Pause to consider the weighty intensity of this feeling:

  • What about this feeling has got me so under its grip?
  • What about this experience has me so badly wanting to give up?
  • What about this task is so deterring that almost everything in me wants nothing more than to sink into empty distraction and let time pass me by until another day arises?

Look at these feelings, not in anticipatory defeat, but awesome intrigue. To be amazed at how alluring this desire can be—this desire to give up, to let go. To consider, if this is so painful to resist, I wonder what would happen if I chose not to comply?

Try an Experiment:

  • Consider: why not try one more thing, one last thing and see what happens? Why not push just one inch further, one notch greater in intensity and intention then you feel like doing?

  • Everything in you will despise your decision. It will be viscerally painful to oppose what you feel like doing. This is normal. Be curious at the hostility: “Interesting! Why is this so hard to resist? I wonder what there is to gain by opposing it?”
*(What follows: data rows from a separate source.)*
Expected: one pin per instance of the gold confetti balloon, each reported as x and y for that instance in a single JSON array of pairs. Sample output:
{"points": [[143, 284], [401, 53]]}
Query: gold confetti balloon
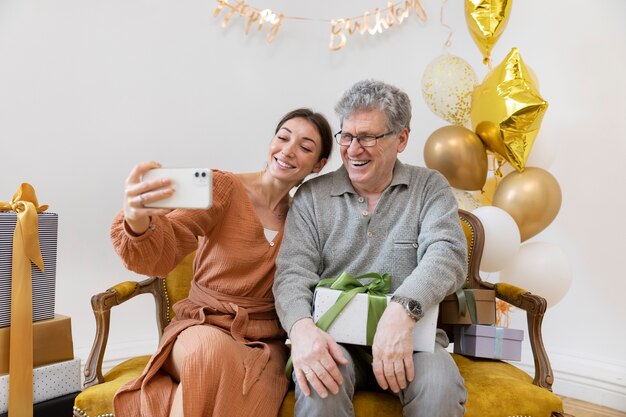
{"points": [[486, 20], [507, 110], [447, 86]]}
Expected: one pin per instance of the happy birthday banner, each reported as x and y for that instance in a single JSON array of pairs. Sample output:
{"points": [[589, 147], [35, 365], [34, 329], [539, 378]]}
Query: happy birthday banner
{"points": [[340, 29]]}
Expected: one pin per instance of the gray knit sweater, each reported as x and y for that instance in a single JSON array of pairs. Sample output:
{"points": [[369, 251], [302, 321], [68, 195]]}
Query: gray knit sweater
{"points": [[414, 234]]}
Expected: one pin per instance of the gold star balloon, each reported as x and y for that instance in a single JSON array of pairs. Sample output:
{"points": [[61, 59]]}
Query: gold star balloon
{"points": [[507, 110], [486, 20]]}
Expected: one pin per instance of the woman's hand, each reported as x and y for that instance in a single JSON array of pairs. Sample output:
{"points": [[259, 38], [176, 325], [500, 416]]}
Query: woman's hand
{"points": [[315, 357], [137, 193]]}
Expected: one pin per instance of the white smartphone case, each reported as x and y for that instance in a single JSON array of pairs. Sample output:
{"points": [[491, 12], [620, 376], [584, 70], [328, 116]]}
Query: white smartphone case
{"points": [[193, 187]]}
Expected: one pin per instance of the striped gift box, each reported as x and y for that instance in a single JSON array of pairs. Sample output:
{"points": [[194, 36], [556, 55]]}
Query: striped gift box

  • View it like a challenge, a game. See what happens when you completely defy what everything in you feels like doing and do the opposite thing instead.

Fast-forward and let me tell you: Wow, oh, wow, it is worth it! How can something feel so bad and so good at the same time? It won’t be easy. It will feel mentally painful, but the rewards are fascinating and so, so worth it! Just this once, try it out and see. See what happens, when instead of stopping, quitting, and giving up, you keep going. You do one more thing than you feel like doing. You push one notch further, instead.